Sin duda, es importante que cada trabajador tenga una tarea que le resulte satisfactoria y, en la medida de lo posible, lo estimule para mejorar en lo individual y en lo profesional, de manera que sea cada vez más eficiente. En compensación, su contribución a la producción debería ser generosamente remunerada, de modo que se establezca lo que los propios empresarios llaman un “círculo virtuoso” y contribuya a mejorar la “calidad de vida” del empleado y de su familia.
Volviendo a la exigencia de que mejore la productividad como requisito para pagar salarios decorosos, cabe preguntarse cómo puede elevar su productividad una persona dedicada a faenas como la limpieza de baños y otros trabajos que nadie quiere hace, o de qué manera pude elevarse la productividad de quien tiene como función entregar fichas en un banco u oprimir el botón que expide los boletos en los módulos automatizados de los estacionamientos.

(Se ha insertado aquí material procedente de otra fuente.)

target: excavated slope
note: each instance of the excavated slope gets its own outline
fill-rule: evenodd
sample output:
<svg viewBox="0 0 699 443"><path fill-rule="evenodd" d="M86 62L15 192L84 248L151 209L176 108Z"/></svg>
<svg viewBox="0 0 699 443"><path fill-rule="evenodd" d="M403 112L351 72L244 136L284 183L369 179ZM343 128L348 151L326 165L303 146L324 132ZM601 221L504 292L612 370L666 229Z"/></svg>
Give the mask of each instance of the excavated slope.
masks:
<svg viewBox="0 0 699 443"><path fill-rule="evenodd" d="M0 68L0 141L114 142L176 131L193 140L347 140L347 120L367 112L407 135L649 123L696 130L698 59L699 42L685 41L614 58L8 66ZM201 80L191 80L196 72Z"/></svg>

Remuneraciones que dependen de la voluntad ajena
Mención aparte merecen los puestos de trabajo que son remunerados “voluntariamente” por los consumidores. Tales son los casos de los llamados empacadores voluntarios, que cuando eran niños se conocían como cerillos, y que han cedido su lugar a hombres y mujeres de la tercera edad; el de los empleados que, en los Samborn’s y otros comercios cortan las toallas de papel y están a la espera de la propina de quienes utilizan este servicio; los famosos “viene, viene”, que sobreviven a la colocación de parquímetros y a las amenazas del delegado en turno y que siguen imponiendo su ley —y sus abusivas tarifas— en diversos rumbos de la Ciudad de México y, por supuesto, los del “camión de la basura”, que cobran cuota fija por este servicio gratuito en condominios, oficinas y casas particulares. Ciertamente están muy mal pagados, pero quien menos culpa tiene de ello es el ciudadano común.
Las conquistas laborales, letra muerta
Causa zozobra constatar que las injusticias laborales que encendieron la mecha de la Revolución Mexicana están reeditándose a principios de este siglo. Desgraciadamente, hoy como entonces, aquellos contra quienes el pueblo se levantó en armas no acusan recibo del hartazgo y del enorme riesgo de un estallido social que significa cerrarle todas las salidas a la gente honrada que sólo tiene su fuerza de trabajo para sacar adelante a su familia y contar un patrimonio mínimo que le dé cierta certeza.